As is the case for any securities offering, the (yet unknown) impact of “Brexit” could have an impact on the issuer’s financial results and creditworthiness. Adverse changes in the issuer’s financial condition would impact the likelihood of repayment and the value of the product in question. Some issuers may be more affected than others by these developments. For example, one would expect issuers headquartered in Europe to be more likely to be affected than their North American counterparts. In addition, some North American issuers may be more exposed to developments in the European markets than others, whether as a result of where they conduct their operations, their exposures to different borrower credits or industries, the nature of their trading activities, and other similar factors
A structured product issuer will typically be an issuer (and, often, a frequent issuer) of other securities. Accordingly, it will assess its Exchange Act reports and other disclosures to determine if they adequately discuss the potential impact (or uncertainties) arising from these developments. We anticipate that most issuers will update their incorporated documents, such as Forms 10-K and Forms 10-Q, with any needed changes, as opposed to making changes only to their structured product offering documents. Doing so will help ensure that these new Brexit related disclosures are incorporated by reference consistently across a wide range of offering documents.

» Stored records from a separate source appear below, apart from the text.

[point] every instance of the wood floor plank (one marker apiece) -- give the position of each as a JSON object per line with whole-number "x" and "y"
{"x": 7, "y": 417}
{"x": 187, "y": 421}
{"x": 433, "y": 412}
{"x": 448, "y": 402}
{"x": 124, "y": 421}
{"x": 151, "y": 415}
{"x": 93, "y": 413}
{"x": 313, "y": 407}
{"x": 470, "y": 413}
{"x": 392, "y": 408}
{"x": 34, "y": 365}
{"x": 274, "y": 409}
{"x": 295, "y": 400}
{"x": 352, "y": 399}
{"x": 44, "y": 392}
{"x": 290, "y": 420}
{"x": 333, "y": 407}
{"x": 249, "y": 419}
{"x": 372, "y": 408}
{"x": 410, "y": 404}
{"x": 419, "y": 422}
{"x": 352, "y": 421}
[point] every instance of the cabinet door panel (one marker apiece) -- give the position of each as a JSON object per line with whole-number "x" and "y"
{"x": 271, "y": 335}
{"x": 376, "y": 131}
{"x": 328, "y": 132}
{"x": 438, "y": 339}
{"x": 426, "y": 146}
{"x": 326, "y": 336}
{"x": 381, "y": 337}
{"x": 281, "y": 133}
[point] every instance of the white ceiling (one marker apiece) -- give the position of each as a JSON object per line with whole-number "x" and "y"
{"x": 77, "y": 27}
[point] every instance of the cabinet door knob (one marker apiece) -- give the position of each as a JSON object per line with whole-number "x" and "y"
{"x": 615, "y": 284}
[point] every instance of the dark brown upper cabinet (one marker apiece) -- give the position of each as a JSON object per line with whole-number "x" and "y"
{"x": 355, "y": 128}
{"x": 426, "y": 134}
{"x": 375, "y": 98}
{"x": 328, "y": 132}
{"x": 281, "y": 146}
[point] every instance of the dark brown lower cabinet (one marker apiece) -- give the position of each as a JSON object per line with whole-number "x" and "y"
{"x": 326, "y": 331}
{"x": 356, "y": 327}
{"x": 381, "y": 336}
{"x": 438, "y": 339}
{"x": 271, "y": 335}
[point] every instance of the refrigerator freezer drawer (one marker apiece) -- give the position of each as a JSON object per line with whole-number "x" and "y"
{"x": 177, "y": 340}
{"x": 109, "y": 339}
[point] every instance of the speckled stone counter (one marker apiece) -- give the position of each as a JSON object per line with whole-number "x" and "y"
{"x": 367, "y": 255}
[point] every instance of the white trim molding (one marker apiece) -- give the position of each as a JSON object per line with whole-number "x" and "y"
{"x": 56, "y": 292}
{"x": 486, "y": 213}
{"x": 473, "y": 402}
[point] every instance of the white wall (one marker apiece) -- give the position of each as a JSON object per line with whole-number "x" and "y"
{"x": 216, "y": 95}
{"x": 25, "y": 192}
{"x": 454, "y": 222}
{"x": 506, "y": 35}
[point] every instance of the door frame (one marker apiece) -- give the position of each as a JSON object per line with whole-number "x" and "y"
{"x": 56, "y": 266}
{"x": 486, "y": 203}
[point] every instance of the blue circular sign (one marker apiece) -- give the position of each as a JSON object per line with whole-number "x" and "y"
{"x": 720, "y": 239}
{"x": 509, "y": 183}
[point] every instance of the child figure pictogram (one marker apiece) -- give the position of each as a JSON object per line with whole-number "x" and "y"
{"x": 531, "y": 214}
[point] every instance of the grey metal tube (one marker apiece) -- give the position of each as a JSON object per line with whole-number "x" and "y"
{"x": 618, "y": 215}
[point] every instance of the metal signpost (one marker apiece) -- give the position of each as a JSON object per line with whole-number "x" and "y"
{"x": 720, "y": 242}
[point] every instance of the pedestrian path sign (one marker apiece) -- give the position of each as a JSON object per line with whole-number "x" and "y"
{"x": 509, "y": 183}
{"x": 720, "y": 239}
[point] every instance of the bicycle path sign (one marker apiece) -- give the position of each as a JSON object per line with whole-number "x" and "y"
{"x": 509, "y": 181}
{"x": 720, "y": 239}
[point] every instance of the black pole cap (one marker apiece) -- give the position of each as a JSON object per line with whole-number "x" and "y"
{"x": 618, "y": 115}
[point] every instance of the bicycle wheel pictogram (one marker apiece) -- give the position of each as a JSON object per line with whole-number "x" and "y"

Disclosures Relating to Specific Underlying Assets
The market gyrations following the announcement of the referendum results indicate that the values of a wide variety of investment assets may be affected by Brexit. Of course, the duration of these changes is not known at present and may change in the future. As a result, future levels of the underlying assets for various structured products have become even more unpredictable.
Equity indices tracking U.K. securities and European securities may be the most likely to bear the brunt of any adverse impact from these developments. Similarly, products that are “bullish” on currencies, such as the pound sterling and/or the euro, may also be adversely impacted. (Some analysts predict upswings in commodity prices, such as gold prices; however, experience may tell us to be careful about predicting future prices of any particular commodity. And of course, any initial increases may be followed by subsequent decreases.)
Market participants will want to review their disclosures as to different underlying assets, particularly the applicable risk factors, and the extent to which they reflect the uncertainties. That being said, the SEC rules (and market practice) do not mandate specific risk factor disclosure as to each and every macroeconomic market development, particularly where those developments are widely known, including by retail investors. Much as we lawyers may feel tempted to revise risk factors for any particular news event, some self-restraint may be appropriate.
A Brief Note About Suitability
Of course, a broker-dealer’s duties don’t end with good disclosures. Financial advisers will want to consider the extent to which recent changes in the financial markets impact what products should be recommended to which investors. In particular, for risk-adverse investors who are less willing to put principal at risk, a variety of products may warrant more careful review before being recommended. Our world has become just a bit more uncertain than it was before the referendum.